# My #1 lure last year



## mtnman (Jan 2, 2008)

this is a rapala huskie jerk Baby Bass pattern suspending 6 1/2ft, 5 1/2" long. Last year i caught about 80% of my fish on this lure. it worked so good that my friends went out and bought them also. i cought smallies out the butt and some really nice muskie and pike pn it also.


----------



## Captain Ahab (Jan 2, 2008)

I caught a few nice smallies on the same lure - but for me soft plastics still work the best. My 4" slim senko type bait out produced everything else by far.


----------



## mtnman (Jan 2, 2008)

well ive been reading alot of all of your post about how good soft plastics work and i really am gonna use them this spring and summer to see how well they work. i dont have any exceot a few flukes are they any that you would recomend to start out with because i dont want to go out and blow money on things that you already know dont work so well. im fishing about the same tipes of water as you. i cant see a change in waters from one side of the state to another. i did pretty good on albino and baby bass color flukes last summer. but im up for any suggestions especially if its gonna catch me more fish. you can never catch to many.


----------



## nicdicarlo (Jan 2, 2008)

mtn man,
My top soft plastics for river smallies have been yum creature type baits to immitate craws, wacky rigged senkos (and similar baits) in either darker colors or shad colors, esquireds flukes, slider worms, and of course tubes. Tubes are pretty deadly on rivers. I usuall drift the senkos and tubes through runs or cast them directly towards eddies. With the creatures and sliders I tend to hop them off of the bottom in slower areas. Grubs rigged on jigheads can also work well. Like esquired, I mainly finesse fish with softplastics rigged on varios plain hooks or jigheads. Hope this helps.


----------



## SMDave (Jan 2, 2008)

https://www.tinboats.net/forum/viewtopic.php?t=1143
Just for you mtnman :lol: [/url]


----------



## bAcKpAiN (Jan 2, 2008)

Well, I only got out three times last year after the striper run (which was herring all the way). So my most productive lures are what I used at the time lol.
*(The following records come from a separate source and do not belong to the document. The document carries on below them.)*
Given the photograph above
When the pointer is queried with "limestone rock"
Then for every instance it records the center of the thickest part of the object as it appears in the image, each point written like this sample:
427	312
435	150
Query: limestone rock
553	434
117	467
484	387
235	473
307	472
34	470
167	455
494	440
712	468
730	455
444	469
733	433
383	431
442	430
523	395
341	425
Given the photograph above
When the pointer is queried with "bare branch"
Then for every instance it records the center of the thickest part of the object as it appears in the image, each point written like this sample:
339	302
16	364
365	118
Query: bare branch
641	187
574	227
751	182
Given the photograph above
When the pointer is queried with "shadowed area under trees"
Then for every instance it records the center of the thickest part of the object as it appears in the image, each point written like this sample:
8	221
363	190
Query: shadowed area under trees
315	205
For Smallies I went once on a small lake in Clearfield County. It was bubblegum or pearl zoom super flukes fished FAST and erratic, when one missed we threw a berkley craw in 4" to try and show em' something different. For Largemouths I went twice, once to marsh creek, and once to Hopewell Lake, both in Berks County. On both those trips it was senkos that we used.


----------